Nagin for Head Coach

Nagin blasts Saints owner for trying to move team

NEW ORLEANS — Mayor Ray Nagin disparaged Saints owner Tom Benson on Wednesday for working with San Antonio officials to permanently keep the NFL team in Texas.

The mayor’s comments came after the departures of two top Saints executives who were supportive of keeping the Saints in Louisiana. Nagin is concerned that San Antonio officials said publicly that Benson is working with them to relocate the franchise to Texas.

“We want our Saints, we may not want the owner back,” Nagin said while attending the reopening of Cafe Du Monde in the French Quarter.


“I’m ready to go to the NFL and to [commissioner Paul] Tagliabue and say, ‘Give us the Cleveland plan,'” Nagin added, referring to the league awarding Cleveland an expansion team almost immediately after the Browns moved to Baltimore after the 1995 season. “Whatever the Saints want to do, you let them leave, but they can’t take our logo, they can’t take our name, and you give us a promise to give us a franchise when this city’s back.”

A Saints spokesman did not return a telephone call and e-mail seeking a response to Nagin’s comments.

“For them to be openly talking to other cities about moving is disrespectful to the citizens of New Orleans, disrespectful to the Saints fans who have hung in with this franchise through 30-something years under very trying times,” Nagin said.

The Saints joined the NFL in 1967. In 1986, Benson was part of an ownership group that bought the team to ensure it would stay in Louisiana. Benson eventually bought out other members of the group.

During Benson’s ownership, the state of Louisiana has built him a new headquarters, including spending $6.75 million for an indoor practice field in 2003. The state also has paid for repeated improvements to the Louisiana Superdome at Benson’s insistence during the past two decades.

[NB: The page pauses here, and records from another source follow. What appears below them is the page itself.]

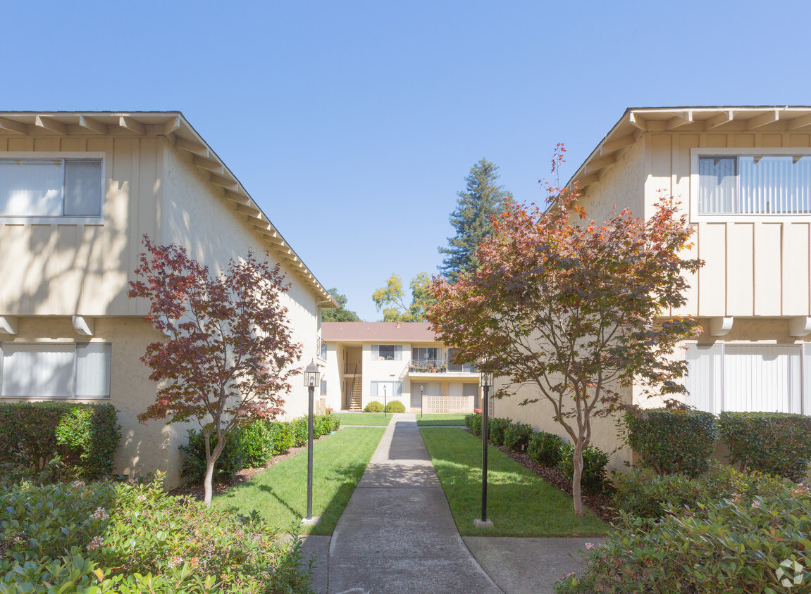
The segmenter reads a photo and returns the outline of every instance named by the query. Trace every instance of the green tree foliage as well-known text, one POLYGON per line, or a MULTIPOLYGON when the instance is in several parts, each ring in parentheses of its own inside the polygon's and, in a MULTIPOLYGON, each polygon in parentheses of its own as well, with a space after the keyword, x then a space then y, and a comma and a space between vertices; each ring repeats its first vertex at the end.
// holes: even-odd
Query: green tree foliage
POLYGON ((431 293, 431 280, 427 272, 411 279, 411 303, 406 302, 406 290, 398 274, 386 280, 386 286, 371 294, 377 310, 383 310, 384 322, 425 322, 425 312, 435 302, 431 293))
POLYGON ((465 191, 457 192, 457 207, 448 218, 457 233, 448 238, 448 247, 439 248, 440 254, 447 254, 440 271, 452 283, 462 272, 478 270, 476 248, 492 232, 490 217, 501 212, 509 195, 503 186, 496 185, 498 169, 482 157, 465 178, 465 191))
POLYGON ((335 287, 329 289, 329 294, 335 297, 335 301, 338 302, 339 307, 337 310, 322 310, 322 322, 363 322, 360 316, 355 312, 346 309, 347 299, 345 295, 341 295, 338 293, 338 289, 335 287))

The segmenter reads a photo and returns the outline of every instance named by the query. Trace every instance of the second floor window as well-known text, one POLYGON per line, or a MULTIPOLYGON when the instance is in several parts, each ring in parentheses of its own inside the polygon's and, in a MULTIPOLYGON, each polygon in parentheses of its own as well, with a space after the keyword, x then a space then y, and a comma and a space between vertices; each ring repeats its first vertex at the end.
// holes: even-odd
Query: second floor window
POLYGON ((372 361, 401 361, 403 358, 402 344, 372 344, 372 361))
POLYGON ((0 216, 101 216, 101 159, 0 159, 0 216))
POLYGON ((698 212, 811 214, 811 156, 700 156, 698 212))

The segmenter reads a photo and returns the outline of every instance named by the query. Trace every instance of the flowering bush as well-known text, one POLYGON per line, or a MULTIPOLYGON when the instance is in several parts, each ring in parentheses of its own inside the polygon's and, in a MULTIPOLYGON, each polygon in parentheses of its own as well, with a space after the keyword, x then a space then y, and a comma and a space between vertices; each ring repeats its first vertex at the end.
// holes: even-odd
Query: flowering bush
POLYGON ((808 489, 786 484, 764 497, 663 511, 660 520, 623 514, 617 530, 583 553, 586 573, 556 592, 775 594, 786 592, 787 573, 796 592, 811 588, 808 489))
POLYGON ((300 542, 148 486, 15 485, 0 495, 0 592, 310 592, 300 542), (95 589, 91 589, 95 588, 95 589))

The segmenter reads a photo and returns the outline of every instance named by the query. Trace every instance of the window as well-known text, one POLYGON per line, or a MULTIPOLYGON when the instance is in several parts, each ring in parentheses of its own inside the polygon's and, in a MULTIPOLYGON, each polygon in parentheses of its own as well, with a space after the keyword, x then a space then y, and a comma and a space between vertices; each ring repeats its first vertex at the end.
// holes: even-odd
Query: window
POLYGON ((371 387, 372 398, 397 398, 403 394, 402 382, 372 382, 371 387))
POLYGON ((414 361, 437 363, 440 358, 440 349, 434 347, 414 347, 411 349, 411 358, 414 361))
POLYGON ((804 399, 804 392, 809 394, 811 384, 811 348, 805 351, 793 344, 692 344, 687 350, 687 404, 714 414, 809 414, 811 399, 804 399))
POLYGON ((0 396, 109 398, 109 343, 3 343, 0 396))
POLYGON ((101 216, 101 159, 0 159, 0 216, 101 216))
POLYGON ((699 156, 698 212, 702 215, 809 214, 811 156, 699 156))
POLYGON ((402 344, 372 344, 372 361, 402 361, 402 344))

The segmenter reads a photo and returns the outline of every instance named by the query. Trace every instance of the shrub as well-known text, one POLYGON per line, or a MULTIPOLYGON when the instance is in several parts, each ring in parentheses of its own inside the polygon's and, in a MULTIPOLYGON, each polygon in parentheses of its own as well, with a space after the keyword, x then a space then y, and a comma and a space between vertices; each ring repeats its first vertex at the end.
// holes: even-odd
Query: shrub
POLYGON ((811 462, 811 417, 780 412, 722 412, 730 464, 802 481, 811 462))
POLYGON ((274 421, 270 424, 270 443, 273 455, 284 454, 293 447, 293 427, 284 421, 274 421))
POLYGON ((769 497, 792 486, 784 479, 760 473, 741 472, 729 466, 714 466, 698 478, 685 475, 657 476, 650 469, 619 473, 614 479, 614 506, 641 518, 661 518, 667 506, 696 509, 699 502, 736 498, 751 502, 756 496, 769 497))
POLYGON ((0 404, 0 461, 58 476, 97 479, 113 472, 121 425, 112 404, 0 404))
MULTIPOLYGON (((583 472, 580 484, 586 493, 599 494, 606 489, 606 465, 608 455, 595 446, 583 450, 583 472)), ((557 468, 570 479, 574 478, 574 446, 564 443, 560 448, 560 462, 557 468)))
POLYGON ((560 463, 564 441, 557 435, 545 431, 537 431, 530 438, 526 455, 542 466, 556 467, 560 463))
POLYGON ((290 427, 293 429, 293 445, 295 447, 301 447, 307 443, 307 433, 310 428, 307 426, 307 417, 299 417, 290 421, 290 427))
MULTIPOLYGON (((211 449, 217 445, 217 435, 210 438, 211 449)), ((192 481, 202 481, 205 476, 205 439, 203 434, 189 429, 189 442, 181 446, 185 456, 183 474, 192 481)), ((214 481, 229 481, 245 468, 245 449, 240 431, 233 431, 225 436, 225 447, 214 464, 214 481)))
POLYGON ((510 423, 504 429, 504 447, 516 451, 526 449, 532 437, 532 425, 526 423, 510 423))
POLYGON ((718 439, 715 417, 696 410, 654 408, 625 417, 629 445, 658 474, 697 476, 710 468, 718 439))
POLYGON ((470 429, 474 435, 481 437, 482 435, 482 416, 479 414, 467 415, 465 417, 465 425, 470 429))
POLYGON ((271 422, 255 421, 240 429, 242 451, 247 467, 267 466, 273 457, 273 444, 271 439, 271 422))
POLYGON ((490 442, 496 446, 503 446, 504 444, 504 431, 512 422, 513 419, 504 419, 498 417, 487 419, 487 438, 490 442))
POLYGON ((161 481, 16 485, 0 494, 0 592, 308 592, 298 538, 175 498, 161 481))
POLYGON ((405 412, 406 405, 400 400, 392 400, 386 404, 387 412, 405 412))
MULTIPOLYGON (((667 480, 670 477, 666 477, 667 480)), ((689 480, 689 479, 688 479, 689 480)), ((782 486, 766 497, 725 499, 690 510, 668 506, 659 521, 624 515, 602 545, 583 555, 588 570, 556 584, 557 592, 784 592, 775 570, 784 560, 805 567, 811 496, 782 486)), ((788 572, 793 578, 793 568, 788 572)))

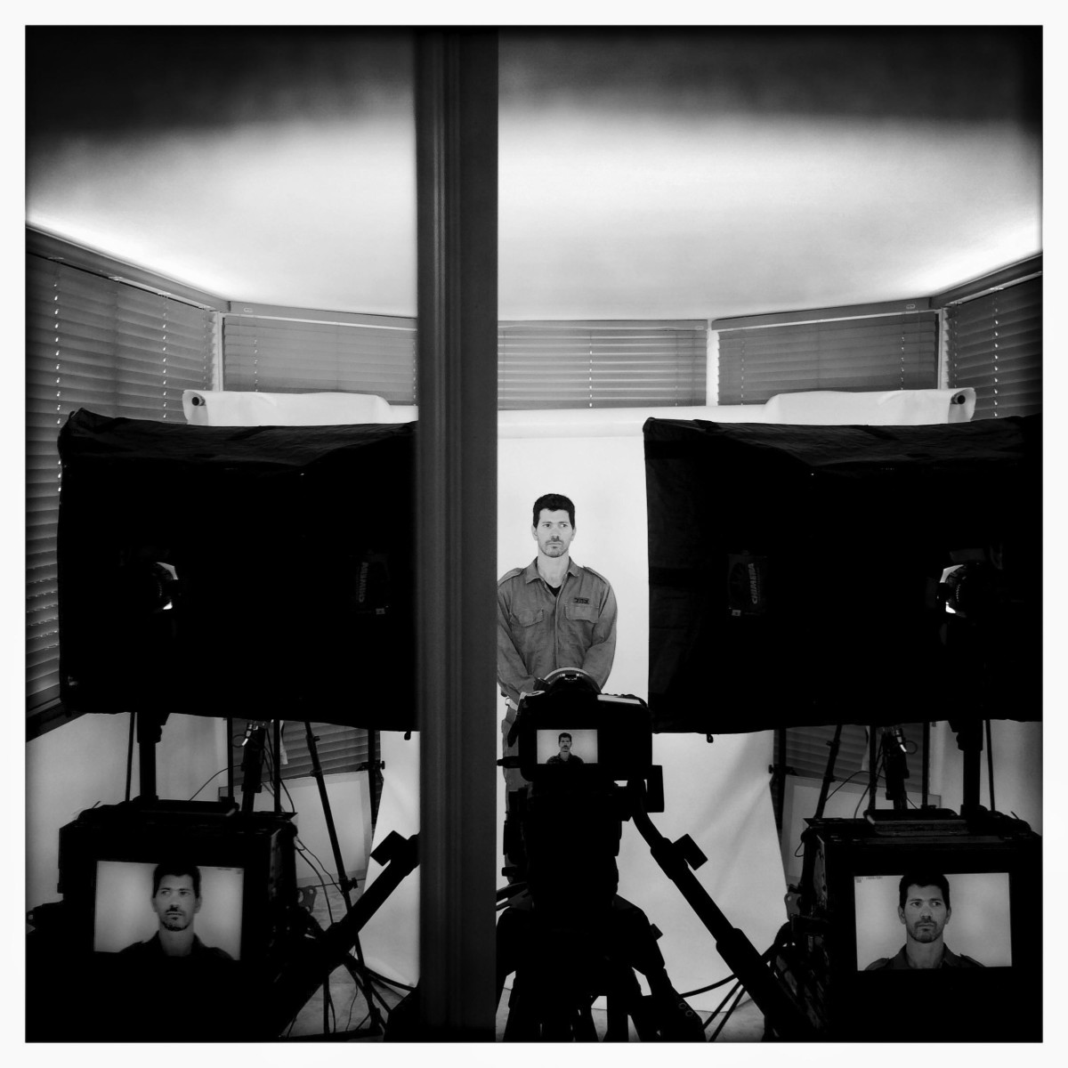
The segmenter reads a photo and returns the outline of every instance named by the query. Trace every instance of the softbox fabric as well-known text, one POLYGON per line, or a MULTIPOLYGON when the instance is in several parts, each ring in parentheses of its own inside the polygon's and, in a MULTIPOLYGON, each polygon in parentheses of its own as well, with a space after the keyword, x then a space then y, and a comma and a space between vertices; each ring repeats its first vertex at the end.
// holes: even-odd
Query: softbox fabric
POLYGON ((1040 417, 644 434, 654 729, 1041 718, 1040 417))
POLYGON ((60 433, 75 711, 414 726, 414 424, 60 433))

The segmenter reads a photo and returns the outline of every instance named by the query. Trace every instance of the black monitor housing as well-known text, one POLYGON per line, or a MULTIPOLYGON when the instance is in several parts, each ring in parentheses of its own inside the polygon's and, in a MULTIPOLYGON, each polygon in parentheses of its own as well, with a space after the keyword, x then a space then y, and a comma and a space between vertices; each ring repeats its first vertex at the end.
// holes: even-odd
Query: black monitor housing
MULTIPOLYGON (((1040 839, 990 817, 813 819, 791 941, 773 961, 819 1032, 843 1041, 1034 1041, 1041 1036, 1040 839), (945 945, 984 967, 902 968, 898 884, 944 875, 945 945), (871 967, 876 965, 876 967, 871 967)), ((906 956, 907 960, 907 956, 906 956)), ((967 963, 967 961, 965 961, 967 963)))

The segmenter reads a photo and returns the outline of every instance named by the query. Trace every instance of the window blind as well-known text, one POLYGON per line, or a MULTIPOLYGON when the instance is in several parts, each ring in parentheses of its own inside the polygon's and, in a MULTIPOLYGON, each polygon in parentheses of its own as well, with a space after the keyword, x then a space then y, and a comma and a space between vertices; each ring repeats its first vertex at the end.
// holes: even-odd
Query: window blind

On Monday night, Benson fired Arnold Fielkow, the team’s top business executive since 2000. Fielkow had overseen a 36-game sellout streak at the Superdome and negotiated an unprecedented stadium lease that called for the state to pay Benson $187 million in direct subsidies over 10 years.

But Fielkow has said he believed the Saints needed to be leaders in New Orleans’ rebuilding process after Hurricane Katrina and repeatedly praised Saints fans in Louisiana as the best and most loyal in the NFL. Fielkow has since said that stance led to his dismissal.

On Tuesday, Conrad Kowal, senior director of marketing and business development, also resigned.

Nagin called Benson’s recent actions a “doggone shame.”